# LGDs driving me nuts!



## JPiantedosi (Apr 23, 2012)

Ok, Ive got a pair of sarplaninac/GP pups that we got to keep with the sheep I have pastured here on the homeplace. These two goofballs are killing me. they are much more content to escape the sheep pasture and spend the day either laying under the horse trailer, or loafing in the horse barn. They stay on the property and don't cause any trouble, it is just killing me, I guess I am used to my bird dogs that are more or less content to hang out in their kennels or in the airing yard without pulling these houdini moves. 

I will say that both dogs do make a few trips a day to check on the sheep, and will spend the night in with the sheep, until they get out in the morning.

They have a shed to hang out in, that is part of the pasture, plenty of shade, and plenty of water.

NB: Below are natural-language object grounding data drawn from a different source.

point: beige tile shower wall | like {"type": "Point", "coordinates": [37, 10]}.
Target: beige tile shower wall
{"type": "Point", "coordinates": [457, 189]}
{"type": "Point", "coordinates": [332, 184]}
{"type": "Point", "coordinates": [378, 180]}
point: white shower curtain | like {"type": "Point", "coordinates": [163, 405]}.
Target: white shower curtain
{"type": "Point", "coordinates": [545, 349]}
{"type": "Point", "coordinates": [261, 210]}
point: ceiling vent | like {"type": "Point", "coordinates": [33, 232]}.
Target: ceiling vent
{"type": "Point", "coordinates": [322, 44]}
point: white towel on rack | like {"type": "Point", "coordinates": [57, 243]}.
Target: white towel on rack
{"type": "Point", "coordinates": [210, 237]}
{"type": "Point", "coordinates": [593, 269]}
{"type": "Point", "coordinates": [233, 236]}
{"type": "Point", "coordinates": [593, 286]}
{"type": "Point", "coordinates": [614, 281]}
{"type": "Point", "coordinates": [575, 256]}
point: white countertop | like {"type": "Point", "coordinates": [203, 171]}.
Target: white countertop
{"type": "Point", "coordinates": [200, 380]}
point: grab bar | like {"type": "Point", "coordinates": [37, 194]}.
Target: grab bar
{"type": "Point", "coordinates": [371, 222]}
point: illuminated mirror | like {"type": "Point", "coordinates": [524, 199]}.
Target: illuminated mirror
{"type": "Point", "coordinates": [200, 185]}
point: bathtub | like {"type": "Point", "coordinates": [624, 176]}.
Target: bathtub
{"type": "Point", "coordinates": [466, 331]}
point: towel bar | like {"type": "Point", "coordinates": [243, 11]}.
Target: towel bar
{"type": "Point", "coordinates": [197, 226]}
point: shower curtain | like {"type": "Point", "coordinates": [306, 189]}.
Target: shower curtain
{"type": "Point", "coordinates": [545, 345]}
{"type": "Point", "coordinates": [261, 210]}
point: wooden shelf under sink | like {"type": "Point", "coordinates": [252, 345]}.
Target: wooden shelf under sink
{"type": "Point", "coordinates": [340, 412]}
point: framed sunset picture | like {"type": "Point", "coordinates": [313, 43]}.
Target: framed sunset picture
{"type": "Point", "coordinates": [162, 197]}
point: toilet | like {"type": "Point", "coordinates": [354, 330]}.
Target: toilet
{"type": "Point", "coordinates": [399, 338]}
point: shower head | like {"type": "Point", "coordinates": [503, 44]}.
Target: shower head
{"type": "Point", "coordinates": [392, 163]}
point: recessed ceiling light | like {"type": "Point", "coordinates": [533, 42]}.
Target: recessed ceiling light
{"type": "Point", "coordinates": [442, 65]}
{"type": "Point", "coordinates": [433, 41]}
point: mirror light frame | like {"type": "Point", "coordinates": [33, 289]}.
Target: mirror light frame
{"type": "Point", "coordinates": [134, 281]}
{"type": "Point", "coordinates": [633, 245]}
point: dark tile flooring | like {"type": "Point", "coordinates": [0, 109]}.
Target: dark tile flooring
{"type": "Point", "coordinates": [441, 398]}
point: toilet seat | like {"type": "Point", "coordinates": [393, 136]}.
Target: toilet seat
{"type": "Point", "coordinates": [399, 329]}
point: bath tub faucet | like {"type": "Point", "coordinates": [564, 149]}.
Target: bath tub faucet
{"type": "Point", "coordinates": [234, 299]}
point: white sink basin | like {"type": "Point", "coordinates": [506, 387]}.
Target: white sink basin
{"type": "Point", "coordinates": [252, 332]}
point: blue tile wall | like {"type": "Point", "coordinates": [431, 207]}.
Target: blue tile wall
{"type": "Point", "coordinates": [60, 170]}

Is this pretty common behavior for LGDs? To be honest I dont really know if it bothers me or not.

Jim


----------



## DaniR1968 (May 24, 2008)

Completely typical. How are they getting out? You might try hotwire to keep them in. LGD do usually sleep during the day and guard at night since that is when predators are out.


----------



## Fowler (Jul 8, 2008)

My maremma's are perfect angels.


----------



## KSALguy (Feb 14, 2006)

sounds pretty normal, they are doing their job at night when the preditors are out, and they are checking on the flock durring the day, they are keeping cool in the heat of the day where they think its coolest, 

if they are not causing problems and just staying cool i wouldnt worry about it


----------



## wendle (Feb 22, 2006)

Check out the shed during the day and see what the temperature is. My lgds do the same thing. They tend to pick the place they like the best. It might have to do with location, how cool it is, and where they are fed.


----------



## Ross (May 9, 2002)

Well coyotes hunt by day too, or it would be as simple as bringing your animals in for the night.Why not park the trailer in the pasture for a while?


----------



## ONG2 (Sep 22, 2010)

Sounds like those pups will be causing serious problems.......how much do you want for them?


----------



## BarbadosSheep (Jun 27, 2011)

lol....no one ever said getting these dogs from puppyhood to responsible LGD is an easy task. You just have to stay one step ahead of them and keep telling yourself that some day, they WILL be good guardians. And put up hot wire in the mean time.


----------



## JPiantedosi (Apr 23, 2012)

Ill tell ya, these two dogs ARE good guardians we have the safest horses in the country..... haha. Slowly but surely we have been patching the fence and I am goint to run a hot wire this week.

I never figured Id have more trouble keeping the LGDs in than the sheep. haha

Sounds like these are pretty normal pups, and Ill just keep putting them up when they get out.

Jim


----------